Revoking Probation Based on Only Hearsay Evidence In Florida

In this appeal, appellant challenges the order revoking his probation, and the sentence imposed thereon. The revocation order indicates that appellant was found guilty of violating conditions three and five of his probation, without indicating the particular charges set forth in the affidavit of violation of probation which appellant was determined to have committed. As to the alleged violations of condition three, only hearsay evidence was introduced to support the allegations. Although hearsay is permitted in probation revocation proceedings, probation cannot be revoked solely on the basis of hearsay. See Green v. State, 620 So. 2d 1126, 1129 (Fla. 1st DCA 1993); Davis v. State, 510 So. 2d 1247 (Fla. 1st DCA 1987); Gomez v. State, 724 So. 2d 1205, 1206 (Fla. 2d DCA 1998). As to the alleged violations of condition five, we are unable to determine whether the trial court determined that appellant committed all thirteen of the alleged violations. If that were the case, reversal would be mandated because evidence was not introduced to support violation of all the allegations set forth in the affidavit.
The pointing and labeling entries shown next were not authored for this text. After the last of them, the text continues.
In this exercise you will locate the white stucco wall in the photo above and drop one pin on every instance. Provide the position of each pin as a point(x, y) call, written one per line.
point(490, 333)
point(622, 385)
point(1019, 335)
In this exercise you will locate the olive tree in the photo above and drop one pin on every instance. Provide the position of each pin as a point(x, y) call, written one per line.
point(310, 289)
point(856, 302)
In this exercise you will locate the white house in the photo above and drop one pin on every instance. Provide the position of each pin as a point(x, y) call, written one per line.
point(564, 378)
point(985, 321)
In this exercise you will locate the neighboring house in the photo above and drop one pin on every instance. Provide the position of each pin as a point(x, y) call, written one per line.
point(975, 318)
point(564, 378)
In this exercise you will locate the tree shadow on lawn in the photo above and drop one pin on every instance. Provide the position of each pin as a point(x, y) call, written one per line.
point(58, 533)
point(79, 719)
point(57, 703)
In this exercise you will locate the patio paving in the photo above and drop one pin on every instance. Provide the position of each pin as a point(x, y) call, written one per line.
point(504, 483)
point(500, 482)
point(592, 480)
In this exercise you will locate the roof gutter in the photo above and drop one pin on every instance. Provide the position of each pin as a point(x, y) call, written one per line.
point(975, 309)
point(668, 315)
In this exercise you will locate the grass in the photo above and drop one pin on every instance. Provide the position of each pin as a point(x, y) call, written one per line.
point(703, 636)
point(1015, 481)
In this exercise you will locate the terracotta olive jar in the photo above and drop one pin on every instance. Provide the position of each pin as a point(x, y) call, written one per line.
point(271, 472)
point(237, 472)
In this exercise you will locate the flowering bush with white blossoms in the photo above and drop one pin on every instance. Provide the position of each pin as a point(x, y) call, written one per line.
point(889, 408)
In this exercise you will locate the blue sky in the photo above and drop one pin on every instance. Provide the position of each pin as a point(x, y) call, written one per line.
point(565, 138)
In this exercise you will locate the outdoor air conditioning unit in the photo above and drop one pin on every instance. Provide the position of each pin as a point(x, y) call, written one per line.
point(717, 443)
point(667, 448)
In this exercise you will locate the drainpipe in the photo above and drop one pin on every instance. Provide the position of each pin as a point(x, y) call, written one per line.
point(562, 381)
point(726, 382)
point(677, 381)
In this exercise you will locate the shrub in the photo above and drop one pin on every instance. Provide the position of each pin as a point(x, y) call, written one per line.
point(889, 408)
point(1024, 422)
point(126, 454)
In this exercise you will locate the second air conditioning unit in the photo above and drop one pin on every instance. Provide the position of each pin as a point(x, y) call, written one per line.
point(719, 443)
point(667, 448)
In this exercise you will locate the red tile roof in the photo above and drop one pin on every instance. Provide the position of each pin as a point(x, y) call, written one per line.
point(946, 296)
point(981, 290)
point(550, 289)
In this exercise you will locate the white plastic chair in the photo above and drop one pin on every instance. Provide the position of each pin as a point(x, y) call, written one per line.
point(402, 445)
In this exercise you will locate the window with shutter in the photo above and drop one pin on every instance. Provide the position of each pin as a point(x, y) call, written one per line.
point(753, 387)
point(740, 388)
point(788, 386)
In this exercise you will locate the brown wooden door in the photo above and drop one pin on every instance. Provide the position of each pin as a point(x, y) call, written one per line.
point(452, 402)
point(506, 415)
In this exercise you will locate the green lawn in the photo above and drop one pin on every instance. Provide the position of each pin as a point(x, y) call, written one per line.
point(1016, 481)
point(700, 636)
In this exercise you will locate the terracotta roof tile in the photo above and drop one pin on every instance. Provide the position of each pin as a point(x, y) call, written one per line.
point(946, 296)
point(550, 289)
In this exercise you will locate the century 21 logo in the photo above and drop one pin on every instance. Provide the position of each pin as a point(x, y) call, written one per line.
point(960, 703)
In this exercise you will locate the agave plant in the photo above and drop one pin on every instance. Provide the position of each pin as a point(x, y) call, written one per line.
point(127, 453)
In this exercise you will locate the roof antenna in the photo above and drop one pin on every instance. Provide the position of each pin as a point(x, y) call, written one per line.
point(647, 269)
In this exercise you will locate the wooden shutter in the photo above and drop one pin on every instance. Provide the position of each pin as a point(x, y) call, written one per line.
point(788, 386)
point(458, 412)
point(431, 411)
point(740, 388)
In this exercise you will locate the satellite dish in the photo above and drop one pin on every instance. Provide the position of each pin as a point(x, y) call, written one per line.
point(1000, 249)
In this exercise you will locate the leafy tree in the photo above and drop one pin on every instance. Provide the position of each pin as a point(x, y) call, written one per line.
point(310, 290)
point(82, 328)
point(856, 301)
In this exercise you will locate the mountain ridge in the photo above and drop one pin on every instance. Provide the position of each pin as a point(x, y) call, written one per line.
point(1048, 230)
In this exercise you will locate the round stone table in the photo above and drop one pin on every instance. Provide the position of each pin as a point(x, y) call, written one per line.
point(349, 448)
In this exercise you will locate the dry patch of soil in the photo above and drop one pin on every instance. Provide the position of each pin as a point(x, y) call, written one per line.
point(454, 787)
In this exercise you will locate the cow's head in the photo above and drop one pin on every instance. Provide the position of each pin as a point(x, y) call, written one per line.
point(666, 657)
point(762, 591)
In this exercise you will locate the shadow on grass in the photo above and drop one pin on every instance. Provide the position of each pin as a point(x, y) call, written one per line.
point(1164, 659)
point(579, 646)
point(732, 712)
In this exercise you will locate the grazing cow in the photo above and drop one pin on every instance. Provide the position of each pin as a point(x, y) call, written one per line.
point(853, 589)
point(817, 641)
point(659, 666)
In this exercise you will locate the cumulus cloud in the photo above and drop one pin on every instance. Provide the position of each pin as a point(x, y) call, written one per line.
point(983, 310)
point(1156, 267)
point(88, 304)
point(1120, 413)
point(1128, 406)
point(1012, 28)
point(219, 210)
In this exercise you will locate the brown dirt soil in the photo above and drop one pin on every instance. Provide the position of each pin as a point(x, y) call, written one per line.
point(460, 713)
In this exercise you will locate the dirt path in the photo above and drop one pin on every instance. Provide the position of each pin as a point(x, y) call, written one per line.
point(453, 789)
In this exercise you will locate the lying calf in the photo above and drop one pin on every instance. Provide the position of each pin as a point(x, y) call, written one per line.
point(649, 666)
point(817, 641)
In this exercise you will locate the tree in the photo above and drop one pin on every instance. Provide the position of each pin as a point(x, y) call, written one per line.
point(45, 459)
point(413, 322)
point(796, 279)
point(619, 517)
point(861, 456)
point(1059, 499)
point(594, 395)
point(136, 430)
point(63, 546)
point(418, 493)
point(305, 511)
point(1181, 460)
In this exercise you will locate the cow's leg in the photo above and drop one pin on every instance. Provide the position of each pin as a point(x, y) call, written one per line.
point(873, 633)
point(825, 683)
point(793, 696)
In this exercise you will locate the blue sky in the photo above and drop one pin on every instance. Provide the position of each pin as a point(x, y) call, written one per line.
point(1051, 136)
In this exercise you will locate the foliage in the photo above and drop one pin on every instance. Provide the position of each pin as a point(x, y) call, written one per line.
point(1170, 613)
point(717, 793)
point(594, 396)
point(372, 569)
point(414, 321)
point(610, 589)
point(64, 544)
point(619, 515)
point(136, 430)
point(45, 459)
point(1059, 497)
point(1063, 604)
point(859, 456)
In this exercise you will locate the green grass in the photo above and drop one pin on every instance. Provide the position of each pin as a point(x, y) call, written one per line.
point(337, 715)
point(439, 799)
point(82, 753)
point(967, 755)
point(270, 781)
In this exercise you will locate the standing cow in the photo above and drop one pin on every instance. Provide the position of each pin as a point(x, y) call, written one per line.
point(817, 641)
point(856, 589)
Therefore, we reverse the order revoking appellant's probation and the sentence imposed thereon, and remand this cause for entry of a new order which enumerates the particular violations of condition five upon which the trial court based the revocation of probation. Since our decision in this regard will require a new sentencing proceeding, we do not address the other issues raised in the appeal. Accordingly, the order of revocation of probation and the sentencing disposition are reversed and remanded for further proceedings consistent with this opinion.